羽柴弁護士の愛はいろいろと重すぎるので返品したい。

泉野あおい

1章:最悪な再会とあの日の続き(1)

人の気持ちに重い軽いがあるなんて変だと思ってた。
でも今、確かに思ってる。

―――この愛は、重い。




 起きるのは朝5時半。ボロボロの我が家の窓から差し込む光は狂暴なほど明るい。

 素早く着替えて部屋を出るとぎしぎし鳴る廊下の先に、リビングという名の和室がある。
 リビングに入ってキッチンの方に目をやると、その巨体に似つかわしくない花柄のエプロンをした父の姿があった。

「おはよ~、みゆ」
 最後にハートマークがついていそうな父の声に、私は眉を寄せる。父は鼻歌交じり(なぜかYOASOBIだ)に卵焼きを焼いていた。

「しょっぱいやつにしてよ」
「はいは~い」
 そう言いながら作る父の卵焼きは、いつもちょっとだけ甘い。
 文句を言っても、いつも『みゆへの大きな愛情のせいかな』と、しょうもない返しが返ってくるだけだ。

 私は父の後ろで、いつも通りセットしていた炊飯器の白米を二人分茶碗につぐ。
「パパの分は少なめにして」
「体力勝負なんだしもっと食べなよ。少なめって、うちの女子社員じゃあるまいし」
「でもぉ~」

 でもぉ~、じゃない。
 父は『刑事』という仕事柄、現場ではキリっとしているらしいが、自宅ではまったくそのそぶりは見せない。どちらかというと、そういう夜のお店にいてもおかしくない口調だし、ちょっとナヨナヨしている。

 私が小学校の時、不慮の事故で母が亡くなり、『パパがママの代わりになるからな……!』と感動的なセリフを吐いていたが、こういう事ではない、と天国にいる母も思っているだろう。


 父のやっぱり甘い卵焼きと、白米・納豆とともに朝食を食べ、残りのご飯は2つのお弁当箱に昨日のおかずとともに詰め込む。

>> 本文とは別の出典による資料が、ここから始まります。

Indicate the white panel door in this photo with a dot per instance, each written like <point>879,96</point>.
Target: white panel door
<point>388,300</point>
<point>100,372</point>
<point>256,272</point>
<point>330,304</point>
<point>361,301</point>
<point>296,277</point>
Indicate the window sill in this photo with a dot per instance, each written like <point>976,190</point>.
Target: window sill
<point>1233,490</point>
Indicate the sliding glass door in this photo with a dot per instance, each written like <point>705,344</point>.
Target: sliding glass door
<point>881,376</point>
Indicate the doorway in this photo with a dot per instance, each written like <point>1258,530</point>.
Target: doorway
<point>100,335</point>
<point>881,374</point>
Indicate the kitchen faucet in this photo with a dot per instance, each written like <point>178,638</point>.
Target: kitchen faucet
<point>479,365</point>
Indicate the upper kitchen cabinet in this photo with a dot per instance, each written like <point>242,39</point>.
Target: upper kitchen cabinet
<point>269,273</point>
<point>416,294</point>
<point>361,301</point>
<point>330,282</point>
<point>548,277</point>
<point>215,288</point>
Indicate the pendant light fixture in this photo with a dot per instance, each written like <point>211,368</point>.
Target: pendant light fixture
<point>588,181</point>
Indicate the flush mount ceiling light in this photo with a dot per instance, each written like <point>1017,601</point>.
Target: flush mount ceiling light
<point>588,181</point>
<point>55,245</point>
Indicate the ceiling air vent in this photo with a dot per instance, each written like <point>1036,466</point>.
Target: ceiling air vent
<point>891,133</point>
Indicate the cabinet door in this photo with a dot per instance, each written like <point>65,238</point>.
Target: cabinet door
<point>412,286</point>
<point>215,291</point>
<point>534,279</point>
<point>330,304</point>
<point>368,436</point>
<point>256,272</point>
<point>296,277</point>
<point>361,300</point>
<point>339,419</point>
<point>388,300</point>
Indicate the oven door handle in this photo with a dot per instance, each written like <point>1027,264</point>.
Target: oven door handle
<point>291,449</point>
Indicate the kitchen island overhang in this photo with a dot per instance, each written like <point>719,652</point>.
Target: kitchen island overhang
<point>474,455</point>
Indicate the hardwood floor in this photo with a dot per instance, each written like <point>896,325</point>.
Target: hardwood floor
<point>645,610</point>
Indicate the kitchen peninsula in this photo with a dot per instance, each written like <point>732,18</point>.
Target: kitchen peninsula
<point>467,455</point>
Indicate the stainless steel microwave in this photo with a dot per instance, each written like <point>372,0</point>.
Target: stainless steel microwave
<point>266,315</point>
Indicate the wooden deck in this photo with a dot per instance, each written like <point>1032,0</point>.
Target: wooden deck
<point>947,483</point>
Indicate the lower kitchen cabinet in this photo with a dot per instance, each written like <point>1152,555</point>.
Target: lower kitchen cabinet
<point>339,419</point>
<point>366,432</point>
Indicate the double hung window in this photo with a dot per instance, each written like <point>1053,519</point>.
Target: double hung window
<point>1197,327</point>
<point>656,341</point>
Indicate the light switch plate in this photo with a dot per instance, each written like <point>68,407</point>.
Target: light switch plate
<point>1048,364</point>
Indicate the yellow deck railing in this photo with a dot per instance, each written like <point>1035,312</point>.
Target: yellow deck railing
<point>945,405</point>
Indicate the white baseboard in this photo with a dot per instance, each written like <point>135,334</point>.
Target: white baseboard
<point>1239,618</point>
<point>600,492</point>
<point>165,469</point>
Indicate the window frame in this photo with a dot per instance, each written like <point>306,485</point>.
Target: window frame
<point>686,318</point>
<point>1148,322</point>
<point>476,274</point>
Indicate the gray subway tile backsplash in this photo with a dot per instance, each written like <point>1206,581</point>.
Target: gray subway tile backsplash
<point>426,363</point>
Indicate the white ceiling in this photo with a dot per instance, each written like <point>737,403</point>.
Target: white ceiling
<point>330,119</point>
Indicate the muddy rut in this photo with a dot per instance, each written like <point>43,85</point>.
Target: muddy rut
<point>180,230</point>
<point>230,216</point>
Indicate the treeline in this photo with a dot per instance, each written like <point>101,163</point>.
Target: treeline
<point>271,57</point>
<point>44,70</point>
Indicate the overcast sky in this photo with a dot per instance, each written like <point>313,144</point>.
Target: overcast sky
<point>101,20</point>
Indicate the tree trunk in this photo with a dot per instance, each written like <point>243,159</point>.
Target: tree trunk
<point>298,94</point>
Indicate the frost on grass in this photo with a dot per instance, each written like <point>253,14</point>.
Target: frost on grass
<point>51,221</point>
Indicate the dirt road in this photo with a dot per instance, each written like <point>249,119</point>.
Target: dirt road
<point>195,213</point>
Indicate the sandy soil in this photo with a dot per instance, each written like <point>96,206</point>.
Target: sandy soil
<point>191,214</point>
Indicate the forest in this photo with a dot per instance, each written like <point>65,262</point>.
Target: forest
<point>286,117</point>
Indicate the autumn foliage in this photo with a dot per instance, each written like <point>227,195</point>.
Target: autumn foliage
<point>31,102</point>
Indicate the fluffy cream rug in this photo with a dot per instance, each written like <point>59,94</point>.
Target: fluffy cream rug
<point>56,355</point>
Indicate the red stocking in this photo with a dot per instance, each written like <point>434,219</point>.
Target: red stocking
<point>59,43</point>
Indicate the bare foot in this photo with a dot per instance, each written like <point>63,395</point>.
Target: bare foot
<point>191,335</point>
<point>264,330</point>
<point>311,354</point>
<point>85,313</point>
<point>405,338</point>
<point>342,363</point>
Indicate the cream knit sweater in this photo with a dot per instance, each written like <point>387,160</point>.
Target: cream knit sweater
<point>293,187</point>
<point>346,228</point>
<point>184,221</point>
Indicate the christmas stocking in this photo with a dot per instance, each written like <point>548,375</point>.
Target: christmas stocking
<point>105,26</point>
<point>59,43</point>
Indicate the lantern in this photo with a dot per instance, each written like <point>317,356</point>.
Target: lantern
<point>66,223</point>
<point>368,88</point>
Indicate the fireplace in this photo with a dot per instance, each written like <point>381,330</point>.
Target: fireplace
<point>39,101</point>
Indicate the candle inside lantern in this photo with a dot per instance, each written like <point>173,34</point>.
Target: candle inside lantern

それでも残った分はラップに包んで冷凍庫に放り込んだ。これもまたいつも通り。

「みゆ。パパ、今日から数日は遅くなるから、気をつけてよ。戸締りもちゃんと……」
「大丈夫だって。いってきます」
「いってらっしゃい」

 父に見送られ、6時40分のバスに乗って、30分揺られてから電車に乗りかえる。満員なのに、いつもと同じ顔ぶれが並ぶ車内は、窮屈だけど、どこか安心する。
電車は重そうに人々を乗せて、毎日同じようにそれぞれの目的地に運んでいた。

 毎日同じことの繰り返し。
それってつまらないよね、と、いうように同期は少しずつ、ただ、確実に辞めていった。でも私は辞めなかった。つまらない日常だからと、それを辞める必要なんてない。

 こういう平和で平凡な日常が大事なのだと、事故や事件にかかわる父は昔から口酸っぱくして言っていた。私もそれはそう思う。全面的に同意だ。

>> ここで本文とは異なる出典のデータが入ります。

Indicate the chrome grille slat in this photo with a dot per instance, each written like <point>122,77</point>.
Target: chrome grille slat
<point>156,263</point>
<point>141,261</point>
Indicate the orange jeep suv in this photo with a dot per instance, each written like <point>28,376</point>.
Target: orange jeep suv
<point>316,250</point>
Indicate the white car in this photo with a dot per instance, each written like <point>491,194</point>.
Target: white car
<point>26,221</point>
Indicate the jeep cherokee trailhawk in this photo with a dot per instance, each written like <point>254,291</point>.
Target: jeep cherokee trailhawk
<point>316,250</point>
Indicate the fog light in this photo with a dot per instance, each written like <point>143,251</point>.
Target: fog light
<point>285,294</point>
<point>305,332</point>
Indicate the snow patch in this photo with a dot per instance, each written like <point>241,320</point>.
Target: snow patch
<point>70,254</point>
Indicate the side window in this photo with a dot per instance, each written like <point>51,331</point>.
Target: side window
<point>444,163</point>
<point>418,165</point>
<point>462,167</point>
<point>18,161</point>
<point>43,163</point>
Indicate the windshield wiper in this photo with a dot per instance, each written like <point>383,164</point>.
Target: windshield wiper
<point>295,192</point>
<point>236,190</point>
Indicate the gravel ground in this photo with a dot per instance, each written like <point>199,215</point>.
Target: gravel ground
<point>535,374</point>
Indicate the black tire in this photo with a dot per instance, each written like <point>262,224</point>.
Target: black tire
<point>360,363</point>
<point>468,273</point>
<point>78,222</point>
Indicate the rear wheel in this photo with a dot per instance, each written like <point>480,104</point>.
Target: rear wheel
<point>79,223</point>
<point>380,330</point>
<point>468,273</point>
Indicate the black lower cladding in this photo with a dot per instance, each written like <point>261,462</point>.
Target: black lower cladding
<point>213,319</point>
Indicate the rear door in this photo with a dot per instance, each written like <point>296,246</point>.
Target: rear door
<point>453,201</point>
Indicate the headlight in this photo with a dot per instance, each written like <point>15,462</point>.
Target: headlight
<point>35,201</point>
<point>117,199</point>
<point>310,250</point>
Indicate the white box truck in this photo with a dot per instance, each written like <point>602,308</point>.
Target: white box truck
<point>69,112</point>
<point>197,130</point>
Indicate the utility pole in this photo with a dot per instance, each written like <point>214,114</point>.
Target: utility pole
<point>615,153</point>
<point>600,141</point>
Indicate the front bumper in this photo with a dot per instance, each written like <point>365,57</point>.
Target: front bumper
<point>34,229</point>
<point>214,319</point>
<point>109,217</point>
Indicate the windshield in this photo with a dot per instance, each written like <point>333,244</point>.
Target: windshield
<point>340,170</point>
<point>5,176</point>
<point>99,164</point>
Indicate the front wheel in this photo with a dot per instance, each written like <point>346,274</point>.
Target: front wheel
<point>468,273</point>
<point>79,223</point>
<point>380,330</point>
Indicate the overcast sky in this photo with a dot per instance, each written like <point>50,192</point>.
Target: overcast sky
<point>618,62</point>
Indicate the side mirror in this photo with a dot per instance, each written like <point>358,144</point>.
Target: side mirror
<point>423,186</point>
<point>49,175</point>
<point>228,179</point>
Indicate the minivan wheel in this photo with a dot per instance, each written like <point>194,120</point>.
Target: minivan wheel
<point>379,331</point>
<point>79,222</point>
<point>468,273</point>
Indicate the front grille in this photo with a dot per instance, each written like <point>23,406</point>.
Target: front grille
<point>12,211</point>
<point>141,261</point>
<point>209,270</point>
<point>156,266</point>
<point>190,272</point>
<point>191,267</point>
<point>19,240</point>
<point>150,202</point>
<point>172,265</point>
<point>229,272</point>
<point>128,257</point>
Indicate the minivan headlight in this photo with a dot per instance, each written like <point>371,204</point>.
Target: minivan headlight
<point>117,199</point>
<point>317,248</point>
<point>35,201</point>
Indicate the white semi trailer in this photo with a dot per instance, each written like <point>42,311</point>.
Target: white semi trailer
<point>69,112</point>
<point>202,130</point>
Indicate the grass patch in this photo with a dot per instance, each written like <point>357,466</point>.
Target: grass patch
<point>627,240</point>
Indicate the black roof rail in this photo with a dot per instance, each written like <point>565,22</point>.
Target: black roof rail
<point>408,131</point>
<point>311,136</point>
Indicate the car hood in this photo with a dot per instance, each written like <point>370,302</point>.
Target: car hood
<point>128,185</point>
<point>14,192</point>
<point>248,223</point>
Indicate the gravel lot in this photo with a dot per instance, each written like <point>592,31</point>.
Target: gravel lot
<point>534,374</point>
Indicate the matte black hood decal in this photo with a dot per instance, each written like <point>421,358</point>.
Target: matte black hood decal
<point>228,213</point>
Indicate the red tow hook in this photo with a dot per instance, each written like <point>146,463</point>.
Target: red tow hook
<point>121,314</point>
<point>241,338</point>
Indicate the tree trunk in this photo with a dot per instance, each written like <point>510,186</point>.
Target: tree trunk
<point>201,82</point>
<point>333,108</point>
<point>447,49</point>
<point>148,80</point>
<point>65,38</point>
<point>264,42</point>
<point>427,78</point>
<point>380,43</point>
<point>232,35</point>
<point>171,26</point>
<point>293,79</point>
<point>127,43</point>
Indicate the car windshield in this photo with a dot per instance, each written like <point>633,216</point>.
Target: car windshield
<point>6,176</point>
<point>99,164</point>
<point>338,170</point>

 電車を降りると、小さな飲料メーカーである私の会社まで歩いて5分。自社ビルは保有しておらず、生命保険会社が建てたビルの4階を間借りしている。そんなわけで生命保険会社の人が良くうちの会社にも勧誘にやってくるが、私はもともと必要性を感じていたので何個かそこで加入していて、保険会社の女性とも仲が良い。

 そう、保険は大事だ。
 母が亡くなった時も心の傷はなかなか癒えなかったが、お金があることで助かったことは多い。

 そして、人生には、『まさか』が起こることも身をもって知っていた。
 母のように突然亡くなってしまうこともあれば、突然、誰かを怪我させてしまうこともある。保険は必須。保険失くして、人生は成り立たない。

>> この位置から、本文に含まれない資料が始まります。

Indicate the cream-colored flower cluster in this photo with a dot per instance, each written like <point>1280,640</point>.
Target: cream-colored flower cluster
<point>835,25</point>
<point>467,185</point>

 こんなにこんなことを強く思うのは、私が元は保険の外交員だから、ではない。
 実は私は、高校時代に、とんでもない事件を起こしたことがあるからだ。

 それを知っているものは、私と、あの男くらいだけど。
 きっと一生、あのことは、私の中で重い足かせとなってまとわりつく。そのせいで、私はまともな恋愛ひとつできやしない。思い出すと、身体が、ブルリと震えた。